Ferkans — Interactive Telecom Tutor

When Nature Does Not Commit to a Distribution

Classical statistical inference — the framework of Kay, of Cramér, of this book through Chapter 24 — presupposes that data arrive i.i.d. from a fixed (possibly unknown) distribution. In wireless systems that assumption is often wrong: channels drift, interference patterns change, users join and leave, and the adversary (if there is one) adapts. The online-learning framework is designed for exactly this mismatch.

Instead of minimizing expected loss under a fixed distribution, we minimize regret against the best fixed decision in hindsight, with no distributional assumption at all. Remarkably, tight regret bounds exist, and they are achieved by algorithms that look a lot like the stochastic approximation schemes of Robbins and Monro — except the analysis is adversarial.

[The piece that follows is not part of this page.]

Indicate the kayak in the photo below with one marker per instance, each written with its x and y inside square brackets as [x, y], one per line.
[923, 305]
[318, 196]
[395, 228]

The point is that online learning is not a different subject from estimation; it is estimation liberated from the i.i.d. assumption, at the price of comparing to a weaker benchmark.

Definition:
Cumulative Regret

In online learning, at round $t = 1, \ldots, T$ the learner picks action $\mathbf{w}_t \in \mathcal{W}$ , observes a convex loss $\ell_t : \mathcal{W} \to \mathbb{R}$ , and incurs loss $\ell_t(\mathbf{w}_t)$ . The cumulative regret of the learner relative to the best fixed action in hindsight is

$R_T \;=\; \sum_{t=1}^{T} \ell_t(\mathbf{w}_t) \;-\; \min_{\mathbf{w}^{\star} \in \mathcal{W}} \sum_{t=1}^{T} \ell_t(\mathbf{w}^{\star}).$

The learner is no-regret if $R_T / T \to 0$ as $T \to \infty$ .

The losses $\ell_t$ need not be stochastic — they can be picked adversarially after seeing $\mathbf{w}_t$ . What makes the problem tractable is that the losses are convex (or linear) in $\mathbf{w}$ .

Definition:
Online Convex Optimization (OCO)

The OCO framework specifies: (i) a convex feasible set $\mathcal{W} \subseteq \mathbb{R}^d$ ; (ii) at each round, a convex loss function $\ell_t : \mathcal{W} \to \mathbb{R}$ revealed after the decision; (iii) possibly subgradient feedback $\mathbf{g}_t \in \partial \ell_t(\mathbf{w}_t)$ . The goal is to design an algorithm with sublinear regret.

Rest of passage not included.